Conheci a Eunice em 1993 quando, depois de fazer um casting com o realizador brasileiro Walter Avancini, fui escolhido para interpretar o sobrinho de D. Branca em “A Banqueira do Povo”. Eu tinha 26 anos e estava prestes a contracenar com a maior atriz portuguesa de todos os tempos.

Foi com um misto de entusiasmo e pânico que percebi o que me estava a acontecer. A Eunice tinha 65 anos e estava em plena forma, no auge das suas capacidades, e sabia-o. Tinha um total domínio da sua arte e fazia tudo sem qualquer esforço aparente.

Emanava uma energia régia, de quem tem perfeita noção da sua responsabilidade, do seu poder e do poder que tem sobre os outros. Era suficientemente amável para não nos intimidar, mas nunca perdia de vista o objetivo, o foco, a cena.

Foi um enorme privilégio, dos maiores da minha vida, poder testemunhar o seu brutal talento em ação, a sua capacidade intuitiva e inigualável para fazer as escolhas certas ou para transformar as aparentemente erradas em certas. A relação próxima e cúmplice das nossas personagens acabou por transbordar para a vida real, nascendo, desde aí, uma amizade que dura até hoje.

Voltei a trabalhar com a Eunice em 2007, quando ambos integrámos, juntamente com a maravilhosa Isabel Abreu, o elenco de “Dúvida” de John Patrick Shanley, encenado por Ana Luísa Guimarães, no Teatro Maria Matos. Eunice interpretava a madre superior de uma escola católica, que suspeitava que um padre pudesse ter feito avanços impróprios a um miúdo negro.

Poucos anos mais tarde, surgiu a versão cinematográfica interpretada por Meryl Streep e, acreditem em mim, a Eunice fazia melhor, muito melhor!

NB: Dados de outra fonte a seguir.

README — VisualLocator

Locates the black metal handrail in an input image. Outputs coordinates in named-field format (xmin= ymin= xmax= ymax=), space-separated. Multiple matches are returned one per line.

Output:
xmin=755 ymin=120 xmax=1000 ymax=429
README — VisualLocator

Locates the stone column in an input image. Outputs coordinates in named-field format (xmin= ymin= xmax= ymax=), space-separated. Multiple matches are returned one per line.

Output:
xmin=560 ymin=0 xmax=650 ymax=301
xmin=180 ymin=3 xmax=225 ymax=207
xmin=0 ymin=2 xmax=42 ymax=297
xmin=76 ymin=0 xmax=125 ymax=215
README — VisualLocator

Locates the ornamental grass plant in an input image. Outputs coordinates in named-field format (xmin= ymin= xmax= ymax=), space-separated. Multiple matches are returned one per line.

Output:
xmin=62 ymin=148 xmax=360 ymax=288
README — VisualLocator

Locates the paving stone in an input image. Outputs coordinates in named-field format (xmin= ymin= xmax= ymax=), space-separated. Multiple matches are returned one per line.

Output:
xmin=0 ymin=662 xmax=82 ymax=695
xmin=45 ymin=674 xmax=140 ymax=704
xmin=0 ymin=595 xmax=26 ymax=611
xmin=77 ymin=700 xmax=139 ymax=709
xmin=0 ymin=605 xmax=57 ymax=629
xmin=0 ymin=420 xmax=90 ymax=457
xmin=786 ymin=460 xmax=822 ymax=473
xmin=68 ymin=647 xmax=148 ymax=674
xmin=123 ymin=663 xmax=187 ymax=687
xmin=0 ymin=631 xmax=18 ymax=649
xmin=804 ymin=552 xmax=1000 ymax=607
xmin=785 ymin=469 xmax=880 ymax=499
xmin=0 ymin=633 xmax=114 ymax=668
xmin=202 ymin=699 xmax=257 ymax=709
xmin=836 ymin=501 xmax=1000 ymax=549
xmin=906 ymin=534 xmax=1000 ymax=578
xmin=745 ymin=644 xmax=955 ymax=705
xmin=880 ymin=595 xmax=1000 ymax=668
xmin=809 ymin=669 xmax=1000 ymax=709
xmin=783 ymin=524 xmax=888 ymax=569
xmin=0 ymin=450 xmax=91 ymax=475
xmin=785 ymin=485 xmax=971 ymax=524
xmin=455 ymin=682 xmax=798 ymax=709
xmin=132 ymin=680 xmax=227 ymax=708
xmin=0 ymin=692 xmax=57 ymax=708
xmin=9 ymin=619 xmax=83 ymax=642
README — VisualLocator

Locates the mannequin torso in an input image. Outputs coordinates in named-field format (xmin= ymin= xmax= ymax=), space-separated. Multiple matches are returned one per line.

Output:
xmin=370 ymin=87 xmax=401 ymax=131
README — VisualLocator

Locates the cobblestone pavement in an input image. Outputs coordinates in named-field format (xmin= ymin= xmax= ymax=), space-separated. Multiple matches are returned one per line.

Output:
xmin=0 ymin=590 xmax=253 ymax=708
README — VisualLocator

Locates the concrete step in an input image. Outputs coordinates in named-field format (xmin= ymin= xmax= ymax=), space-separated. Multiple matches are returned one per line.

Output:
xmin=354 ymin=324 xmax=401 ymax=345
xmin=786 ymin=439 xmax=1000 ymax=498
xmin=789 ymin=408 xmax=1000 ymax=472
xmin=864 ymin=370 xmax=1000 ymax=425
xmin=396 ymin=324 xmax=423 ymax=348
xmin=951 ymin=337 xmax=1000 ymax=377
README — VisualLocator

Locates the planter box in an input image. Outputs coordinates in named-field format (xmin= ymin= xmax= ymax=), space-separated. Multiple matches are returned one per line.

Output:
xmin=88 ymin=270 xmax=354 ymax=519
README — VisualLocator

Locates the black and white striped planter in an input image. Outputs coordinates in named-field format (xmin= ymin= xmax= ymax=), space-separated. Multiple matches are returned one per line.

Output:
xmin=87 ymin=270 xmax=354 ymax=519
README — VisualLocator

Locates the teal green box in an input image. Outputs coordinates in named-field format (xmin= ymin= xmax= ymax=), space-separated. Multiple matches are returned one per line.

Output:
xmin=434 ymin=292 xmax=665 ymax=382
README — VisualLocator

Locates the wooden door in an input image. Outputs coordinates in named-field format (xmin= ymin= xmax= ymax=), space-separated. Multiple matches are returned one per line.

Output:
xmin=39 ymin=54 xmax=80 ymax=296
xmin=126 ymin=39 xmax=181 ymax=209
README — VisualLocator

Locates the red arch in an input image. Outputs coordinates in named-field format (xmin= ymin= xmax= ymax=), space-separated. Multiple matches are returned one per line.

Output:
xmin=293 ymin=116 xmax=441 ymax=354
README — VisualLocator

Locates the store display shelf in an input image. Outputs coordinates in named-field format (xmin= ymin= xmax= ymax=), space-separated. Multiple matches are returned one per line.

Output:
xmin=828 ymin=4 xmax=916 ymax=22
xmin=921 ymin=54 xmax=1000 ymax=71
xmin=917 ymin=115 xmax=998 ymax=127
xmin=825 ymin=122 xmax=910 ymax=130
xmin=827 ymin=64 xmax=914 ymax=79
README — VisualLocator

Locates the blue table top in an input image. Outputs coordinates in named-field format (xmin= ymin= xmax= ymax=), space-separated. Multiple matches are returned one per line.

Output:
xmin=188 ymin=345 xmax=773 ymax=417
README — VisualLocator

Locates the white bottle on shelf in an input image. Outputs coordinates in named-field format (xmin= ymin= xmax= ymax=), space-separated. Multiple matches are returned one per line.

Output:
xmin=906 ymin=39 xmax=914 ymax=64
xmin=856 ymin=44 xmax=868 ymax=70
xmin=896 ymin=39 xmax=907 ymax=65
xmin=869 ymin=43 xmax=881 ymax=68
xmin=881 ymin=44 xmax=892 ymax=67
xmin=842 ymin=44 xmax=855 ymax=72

Voltei a trabalhar com ela em “O Ano do Pensamento Mágico” de Joan Didion, quando, já Diretor do Teatro Nacional D. Maria II, fiz questão de a trazer de volta àquela que, durante tantos anos, tinha sido a sua casa. Entregou-se nas minhas mãos com uma generosidade e confiança que nunca esquecerei.

Voltámos a trabalhar juntos quando aceitou ser a minha musa, a minha diva, na Curta-metragem “Olga Drummond”, um texto escrito e realizado a pensar nos atores seniores e em tudo aquilo que lhes devemos.

Penso que acima de todas estas experiências maravilhosas e do muito que aprendi e continuo a aprender com a Eunice, o que mais prezo é a sua amizade, o seu carinho, o telefonema que, invariavelmente, me faz a perguntar “Como estás?”. Estou bem, Eunice. Tenho saudades suas…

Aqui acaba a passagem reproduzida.